Ta ruda metalówa, co ma bloga o gotowaniu
Mam mieszane uczucia. Trailer zapowiadał świetną komedię. Jak się można było spodziewać, do trailera zostały wzięte wszystkie najlepsze momenty z filmu, bo film komedią tak do końca nie jest. W zasadzie to smutny i melancholijny film. Mimo to jest całkiem dobry, jak na polski film. Bo w klasyfikacji ogólnej - mizeria, niestety. Jest dobry, spójny scenariusz, są świetni aktorzy, ale na każdym kroku widać braki - w budżecie, w montażu, w kręceniu. Świetna Romantowska, doskonały Kiersznowski, dość byle jaka Kinga Preis i bardzo kiepski Bartosz Opania.
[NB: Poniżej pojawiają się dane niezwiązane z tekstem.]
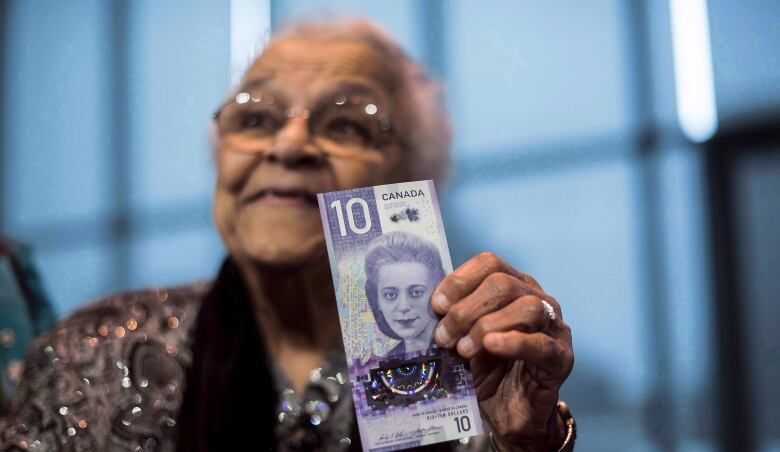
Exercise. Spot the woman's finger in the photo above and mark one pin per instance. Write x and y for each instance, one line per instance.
(526, 314)
(552, 355)
(496, 291)
(466, 278)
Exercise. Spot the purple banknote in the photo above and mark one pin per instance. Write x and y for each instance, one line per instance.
(388, 253)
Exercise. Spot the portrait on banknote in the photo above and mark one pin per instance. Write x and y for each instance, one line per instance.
(402, 270)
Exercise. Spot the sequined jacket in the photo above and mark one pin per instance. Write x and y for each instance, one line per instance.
(111, 377)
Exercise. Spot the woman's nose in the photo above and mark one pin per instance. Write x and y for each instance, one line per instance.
(403, 304)
(293, 146)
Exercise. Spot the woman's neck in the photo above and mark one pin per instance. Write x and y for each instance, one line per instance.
(296, 311)
(422, 341)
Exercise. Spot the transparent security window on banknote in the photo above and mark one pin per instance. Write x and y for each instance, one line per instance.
(388, 252)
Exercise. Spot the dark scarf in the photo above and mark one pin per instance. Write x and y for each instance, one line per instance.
(230, 398)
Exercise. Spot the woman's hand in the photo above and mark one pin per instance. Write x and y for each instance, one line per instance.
(494, 316)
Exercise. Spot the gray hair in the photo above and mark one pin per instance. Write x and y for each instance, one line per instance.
(394, 247)
(421, 113)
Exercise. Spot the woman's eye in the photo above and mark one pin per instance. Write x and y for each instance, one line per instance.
(390, 295)
(348, 131)
(258, 121)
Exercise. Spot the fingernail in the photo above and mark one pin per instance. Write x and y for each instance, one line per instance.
(493, 340)
(443, 336)
(465, 345)
(441, 300)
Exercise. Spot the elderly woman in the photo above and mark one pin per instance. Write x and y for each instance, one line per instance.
(254, 359)
(402, 270)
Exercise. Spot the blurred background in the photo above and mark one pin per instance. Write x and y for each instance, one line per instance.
(626, 153)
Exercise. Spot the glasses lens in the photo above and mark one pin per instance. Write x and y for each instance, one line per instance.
(252, 118)
(350, 124)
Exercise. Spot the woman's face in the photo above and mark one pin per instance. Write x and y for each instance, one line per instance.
(306, 123)
(404, 293)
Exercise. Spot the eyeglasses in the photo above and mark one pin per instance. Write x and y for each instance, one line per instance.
(346, 119)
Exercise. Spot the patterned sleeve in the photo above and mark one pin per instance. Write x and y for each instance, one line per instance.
(34, 421)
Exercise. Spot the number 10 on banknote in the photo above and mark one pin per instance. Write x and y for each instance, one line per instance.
(388, 252)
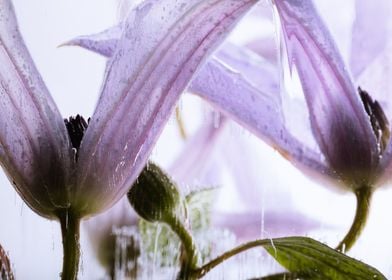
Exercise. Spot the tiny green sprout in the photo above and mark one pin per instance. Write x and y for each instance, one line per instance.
(155, 197)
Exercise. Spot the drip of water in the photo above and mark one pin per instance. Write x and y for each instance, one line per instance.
(164, 263)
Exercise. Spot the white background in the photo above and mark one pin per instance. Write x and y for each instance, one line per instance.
(74, 77)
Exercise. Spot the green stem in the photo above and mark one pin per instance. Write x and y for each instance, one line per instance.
(192, 256)
(70, 224)
(180, 123)
(200, 272)
(363, 195)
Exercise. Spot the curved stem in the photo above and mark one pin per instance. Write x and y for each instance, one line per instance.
(191, 260)
(70, 224)
(363, 195)
(200, 272)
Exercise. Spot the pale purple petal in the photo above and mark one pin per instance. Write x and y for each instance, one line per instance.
(245, 87)
(248, 225)
(162, 45)
(339, 121)
(103, 43)
(33, 141)
(370, 32)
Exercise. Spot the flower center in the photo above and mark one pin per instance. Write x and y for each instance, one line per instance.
(378, 119)
(76, 127)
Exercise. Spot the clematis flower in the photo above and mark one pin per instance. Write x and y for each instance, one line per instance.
(68, 171)
(350, 143)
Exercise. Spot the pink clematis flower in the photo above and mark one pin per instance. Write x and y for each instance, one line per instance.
(69, 172)
(350, 132)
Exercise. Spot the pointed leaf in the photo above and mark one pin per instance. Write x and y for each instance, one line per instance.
(310, 259)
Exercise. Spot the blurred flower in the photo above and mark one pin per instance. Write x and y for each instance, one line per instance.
(48, 169)
(71, 171)
(5, 266)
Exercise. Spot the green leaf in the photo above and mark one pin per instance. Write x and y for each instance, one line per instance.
(162, 245)
(310, 259)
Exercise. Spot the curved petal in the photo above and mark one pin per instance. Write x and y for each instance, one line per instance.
(339, 121)
(103, 43)
(162, 45)
(34, 147)
(194, 156)
(370, 32)
(245, 87)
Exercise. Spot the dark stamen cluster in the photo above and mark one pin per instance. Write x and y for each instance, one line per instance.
(378, 119)
(76, 127)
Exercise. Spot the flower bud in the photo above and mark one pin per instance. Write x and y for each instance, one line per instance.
(155, 197)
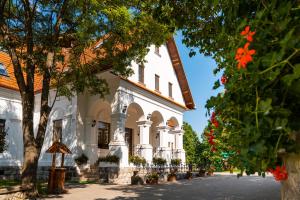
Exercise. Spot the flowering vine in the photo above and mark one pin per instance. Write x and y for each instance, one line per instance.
(244, 55)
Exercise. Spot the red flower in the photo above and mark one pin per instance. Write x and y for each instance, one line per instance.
(213, 149)
(223, 79)
(279, 173)
(248, 34)
(244, 56)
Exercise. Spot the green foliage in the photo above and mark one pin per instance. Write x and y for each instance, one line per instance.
(152, 178)
(190, 144)
(159, 161)
(259, 111)
(3, 144)
(109, 158)
(81, 160)
(137, 160)
(175, 162)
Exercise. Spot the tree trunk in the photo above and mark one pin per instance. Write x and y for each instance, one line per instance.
(290, 189)
(29, 171)
(31, 149)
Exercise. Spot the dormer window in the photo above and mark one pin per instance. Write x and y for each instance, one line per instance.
(170, 90)
(156, 50)
(141, 73)
(156, 82)
(3, 70)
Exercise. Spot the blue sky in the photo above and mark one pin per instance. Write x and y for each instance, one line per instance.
(199, 72)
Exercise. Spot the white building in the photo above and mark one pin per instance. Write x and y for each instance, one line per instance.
(143, 114)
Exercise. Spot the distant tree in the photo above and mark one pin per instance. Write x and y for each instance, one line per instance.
(65, 44)
(256, 46)
(190, 144)
(3, 144)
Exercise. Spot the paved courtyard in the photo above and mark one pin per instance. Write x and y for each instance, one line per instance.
(219, 187)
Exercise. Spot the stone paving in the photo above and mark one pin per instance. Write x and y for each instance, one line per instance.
(218, 187)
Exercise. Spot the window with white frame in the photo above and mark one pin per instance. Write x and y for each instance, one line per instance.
(103, 135)
(2, 135)
(141, 73)
(170, 90)
(3, 70)
(57, 130)
(156, 82)
(156, 50)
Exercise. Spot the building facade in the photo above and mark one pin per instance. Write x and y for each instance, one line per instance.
(142, 115)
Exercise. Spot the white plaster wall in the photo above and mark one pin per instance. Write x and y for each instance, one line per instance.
(11, 111)
(66, 110)
(162, 66)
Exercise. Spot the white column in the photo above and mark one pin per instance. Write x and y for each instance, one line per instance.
(91, 148)
(145, 149)
(164, 150)
(117, 145)
(180, 153)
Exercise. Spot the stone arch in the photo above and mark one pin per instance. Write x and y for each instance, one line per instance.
(134, 113)
(136, 109)
(157, 120)
(173, 123)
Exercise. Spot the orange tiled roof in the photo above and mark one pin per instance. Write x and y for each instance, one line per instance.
(11, 83)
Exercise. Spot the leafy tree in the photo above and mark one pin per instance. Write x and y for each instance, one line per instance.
(258, 113)
(190, 144)
(3, 144)
(54, 41)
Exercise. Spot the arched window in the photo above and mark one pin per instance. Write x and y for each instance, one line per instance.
(3, 70)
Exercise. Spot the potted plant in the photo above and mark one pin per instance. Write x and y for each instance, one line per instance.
(159, 161)
(152, 178)
(137, 160)
(189, 175)
(172, 176)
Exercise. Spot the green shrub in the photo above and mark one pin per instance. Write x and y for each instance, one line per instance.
(137, 160)
(175, 162)
(152, 178)
(159, 161)
(80, 160)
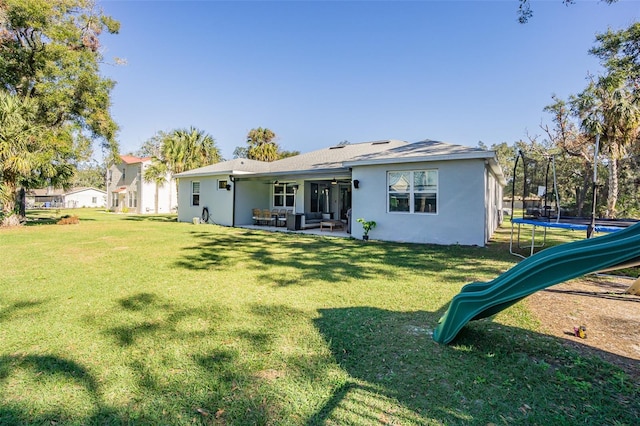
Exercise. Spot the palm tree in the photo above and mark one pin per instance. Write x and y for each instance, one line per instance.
(186, 149)
(261, 145)
(20, 154)
(156, 173)
(609, 108)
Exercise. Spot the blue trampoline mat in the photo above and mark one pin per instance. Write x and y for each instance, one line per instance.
(574, 225)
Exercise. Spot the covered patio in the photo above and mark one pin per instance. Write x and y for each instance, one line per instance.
(325, 232)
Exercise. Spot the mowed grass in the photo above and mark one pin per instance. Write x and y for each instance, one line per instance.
(142, 320)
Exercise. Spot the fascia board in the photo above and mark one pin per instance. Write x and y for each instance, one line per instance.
(421, 159)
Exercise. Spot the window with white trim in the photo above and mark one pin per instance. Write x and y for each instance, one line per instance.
(283, 195)
(413, 191)
(195, 193)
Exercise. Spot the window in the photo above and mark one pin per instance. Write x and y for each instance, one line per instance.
(413, 191)
(195, 193)
(283, 195)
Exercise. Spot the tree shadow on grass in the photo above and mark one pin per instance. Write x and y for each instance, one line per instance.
(490, 374)
(48, 368)
(151, 218)
(295, 259)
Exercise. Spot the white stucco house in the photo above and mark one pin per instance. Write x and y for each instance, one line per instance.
(127, 191)
(422, 192)
(85, 197)
(59, 198)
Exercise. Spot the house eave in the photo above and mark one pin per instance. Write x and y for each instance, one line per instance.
(421, 159)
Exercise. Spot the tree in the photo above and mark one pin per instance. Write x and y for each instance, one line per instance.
(90, 174)
(19, 146)
(262, 146)
(186, 149)
(576, 153)
(49, 66)
(525, 13)
(156, 173)
(619, 52)
(152, 146)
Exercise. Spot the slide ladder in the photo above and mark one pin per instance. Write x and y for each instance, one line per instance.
(544, 269)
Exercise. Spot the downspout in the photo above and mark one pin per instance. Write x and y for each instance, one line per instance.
(233, 202)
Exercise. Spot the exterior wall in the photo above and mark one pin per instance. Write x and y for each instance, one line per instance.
(460, 218)
(219, 202)
(251, 194)
(493, 203)
(129, 176)
(85, 199)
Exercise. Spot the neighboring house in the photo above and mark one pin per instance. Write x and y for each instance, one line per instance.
(423, 192)
(85, 197)
(127, 191)
(59, 198)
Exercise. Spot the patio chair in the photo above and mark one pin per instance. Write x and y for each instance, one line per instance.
(282, 217)
(267, 217)
(256, 215)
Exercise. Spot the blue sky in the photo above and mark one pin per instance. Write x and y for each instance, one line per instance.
(317, 73)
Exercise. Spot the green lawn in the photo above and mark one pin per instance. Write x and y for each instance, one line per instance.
(143, 320)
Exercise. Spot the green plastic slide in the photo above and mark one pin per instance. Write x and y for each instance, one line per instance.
(544, 269)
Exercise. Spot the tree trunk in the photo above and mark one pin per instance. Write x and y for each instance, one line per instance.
(612, 198)
(156, 198)
(22, 203)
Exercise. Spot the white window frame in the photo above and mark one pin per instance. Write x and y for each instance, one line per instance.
(411, 192)
(194, 192)
(286, 198)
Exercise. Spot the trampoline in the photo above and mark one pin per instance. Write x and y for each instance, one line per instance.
(570, 223)
(543, 213)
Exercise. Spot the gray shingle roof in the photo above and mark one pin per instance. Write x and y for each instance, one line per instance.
(341, 157)
(323, 159)
(427, 150)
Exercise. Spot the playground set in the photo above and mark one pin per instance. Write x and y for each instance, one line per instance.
(618, 248)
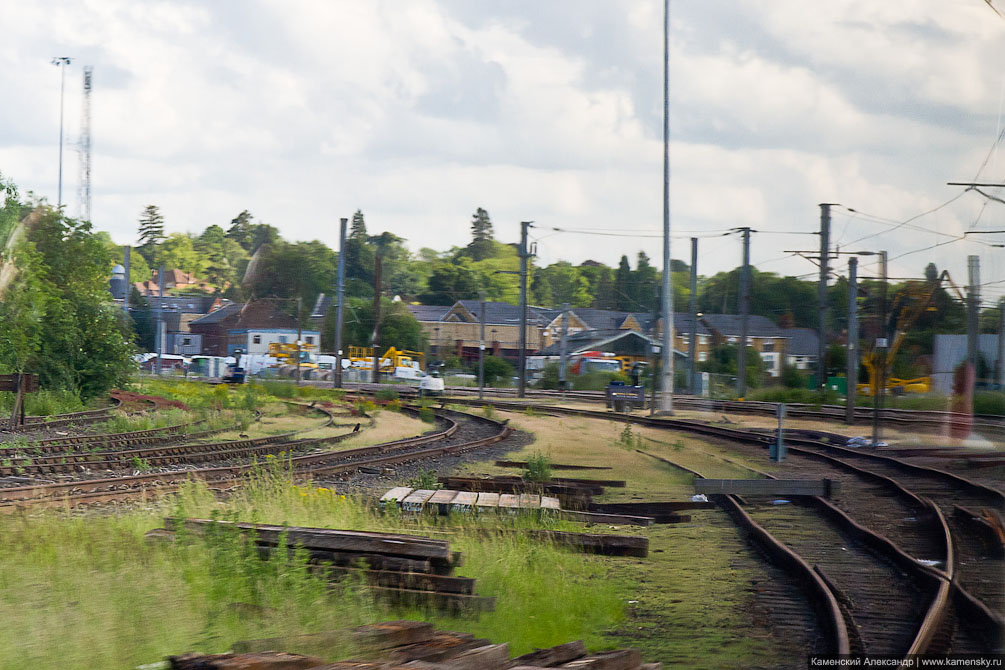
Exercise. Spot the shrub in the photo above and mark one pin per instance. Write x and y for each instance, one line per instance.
(425, 479)
(539, 468)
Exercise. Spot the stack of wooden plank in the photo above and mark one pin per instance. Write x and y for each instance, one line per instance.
(443, 501)
(573, 493)
(407, 644)
(410, 570)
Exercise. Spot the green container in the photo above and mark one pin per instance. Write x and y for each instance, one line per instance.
(839, 384)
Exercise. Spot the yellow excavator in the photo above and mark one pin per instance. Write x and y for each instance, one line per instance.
(394, 361)
(909, 305)
(285, 354)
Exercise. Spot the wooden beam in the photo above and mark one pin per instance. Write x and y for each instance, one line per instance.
(819, 487)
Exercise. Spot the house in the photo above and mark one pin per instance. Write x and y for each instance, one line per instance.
(803, 348)
(173, 279)
(248, 326)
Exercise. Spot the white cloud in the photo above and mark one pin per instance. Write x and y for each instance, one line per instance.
(418, 113)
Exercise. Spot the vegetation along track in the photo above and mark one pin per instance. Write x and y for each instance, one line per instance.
(988, 425)
(913, 505)
(455, 433)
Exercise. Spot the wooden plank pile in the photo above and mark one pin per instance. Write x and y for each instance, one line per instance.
(407, 570)
(443, 501)
(406, 644)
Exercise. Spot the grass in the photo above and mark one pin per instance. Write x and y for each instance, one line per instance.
(691, 601)
(89, 592)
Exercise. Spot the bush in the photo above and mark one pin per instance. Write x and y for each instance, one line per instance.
(539, 468)
(596, 381)
(496, 369)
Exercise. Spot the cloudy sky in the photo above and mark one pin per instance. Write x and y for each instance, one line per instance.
(417, 112)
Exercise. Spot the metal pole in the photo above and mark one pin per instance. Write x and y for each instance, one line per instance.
(299, 336)
(692, 310)
(1001, 345)
(159, 340)
(524, 225)
(129, 284)
(341, 310)
(821, 372)
(973, 309)
(880, 352)
(563, 348)
(378, 262)
(852, 350)
(481, 350)
(61, 62)
(745, 308)
(666, 386)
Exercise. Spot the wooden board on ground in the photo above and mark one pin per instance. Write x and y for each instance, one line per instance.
(412, 546)
(617, 545)
(487, 500)
(555, 466)
(597, 517)
(464, 501)
(415, 500)
(552, 656)
(821, 487)
(440, 501)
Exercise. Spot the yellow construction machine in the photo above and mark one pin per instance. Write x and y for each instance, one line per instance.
(392, 362)
(909, 305)
(285, 354)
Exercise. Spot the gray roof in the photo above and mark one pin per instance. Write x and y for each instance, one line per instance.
(802, 342)
(757, 326)
(585, 341)
(504, 313)
(219, 314)
(428, 312)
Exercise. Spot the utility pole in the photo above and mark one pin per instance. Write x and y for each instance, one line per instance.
(1001, 344)
(341, 309)
(84, 187)
(563, 348)
(299, 337)
(852, 351)
(745, 308)
(692, 311)
(821, 372)
(129, 284)
(880, 349)
(481, 349)
(666, 379)
(62, 62)
(159, 338)
(524, 254)
(378, 262)
(973, 309)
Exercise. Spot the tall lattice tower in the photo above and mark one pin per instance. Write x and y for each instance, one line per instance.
(84, 182)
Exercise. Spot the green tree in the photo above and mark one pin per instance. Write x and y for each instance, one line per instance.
(481, 245)
(56, 318)
(178, 252)
(151, 232)
(451, 281)
(622, 285)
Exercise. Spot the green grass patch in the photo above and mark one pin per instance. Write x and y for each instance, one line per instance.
(89, 592)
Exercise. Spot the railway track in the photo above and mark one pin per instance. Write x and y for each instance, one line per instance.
(985, 424)
(456, 433)
(897, 503)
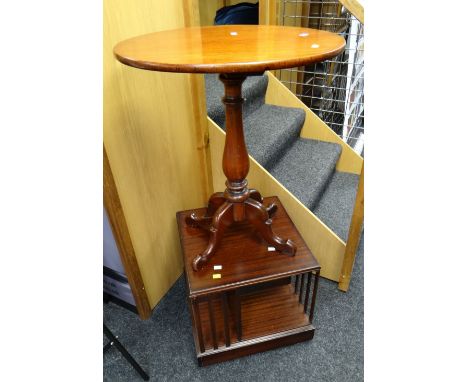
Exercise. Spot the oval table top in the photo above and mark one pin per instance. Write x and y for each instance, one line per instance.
(229, 49)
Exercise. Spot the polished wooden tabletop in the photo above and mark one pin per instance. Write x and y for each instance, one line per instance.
(229, 49)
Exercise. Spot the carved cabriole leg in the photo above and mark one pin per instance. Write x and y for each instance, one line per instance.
(216, 201)
(255, 194)
(258, 216)
(222, 220)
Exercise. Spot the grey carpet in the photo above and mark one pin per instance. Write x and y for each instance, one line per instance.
(270, 131)
(306, 169)
(253, 91)
(163, 345)
(335, 207)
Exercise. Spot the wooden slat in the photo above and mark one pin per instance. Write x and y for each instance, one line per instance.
(124, 242)
(214, 338)
(314, 296)
(306, 299)
(353, 237)
(226, 316)
(302, 287)
(196, 308)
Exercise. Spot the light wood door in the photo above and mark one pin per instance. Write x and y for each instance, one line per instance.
(154, 136)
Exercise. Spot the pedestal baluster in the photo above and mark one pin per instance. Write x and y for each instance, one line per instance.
(238, 202)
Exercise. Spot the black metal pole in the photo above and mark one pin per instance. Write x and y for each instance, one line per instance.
(114, 341)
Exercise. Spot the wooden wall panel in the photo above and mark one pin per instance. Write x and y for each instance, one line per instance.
(155, 141)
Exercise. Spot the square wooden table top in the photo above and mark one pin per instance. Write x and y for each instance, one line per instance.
(243, 255)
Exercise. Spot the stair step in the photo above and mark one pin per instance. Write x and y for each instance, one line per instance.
(336, 205)
(270, 131)
(253, 90)
(306, 168)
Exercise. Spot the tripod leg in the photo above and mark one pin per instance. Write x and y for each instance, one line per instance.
(258, 216)
(222, 219)
(216, 201)
(124, 352)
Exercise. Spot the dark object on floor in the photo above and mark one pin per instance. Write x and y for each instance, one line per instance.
(242, 13)
(114, 341)
(251, 305)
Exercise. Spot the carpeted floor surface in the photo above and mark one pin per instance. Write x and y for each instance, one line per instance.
(163, 345)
Co ciekawe - rzecz kręcona w Koninie. Nie tak sobie Konin wyobrażałam. W filmie to małe miasteczko ze ślicznym ryneczkiem, jak w większości miast Wielkopolski. Ładne i słoneczne, jak ze wspomnień z dzieciństwa.
Film ogólnie na plus, ale za normalne pieniądze w normalnym kinie trochę by mi było szkoda (akurat trafiłam na promocję, że dawali bilet za 10 zł za kartę Multikina).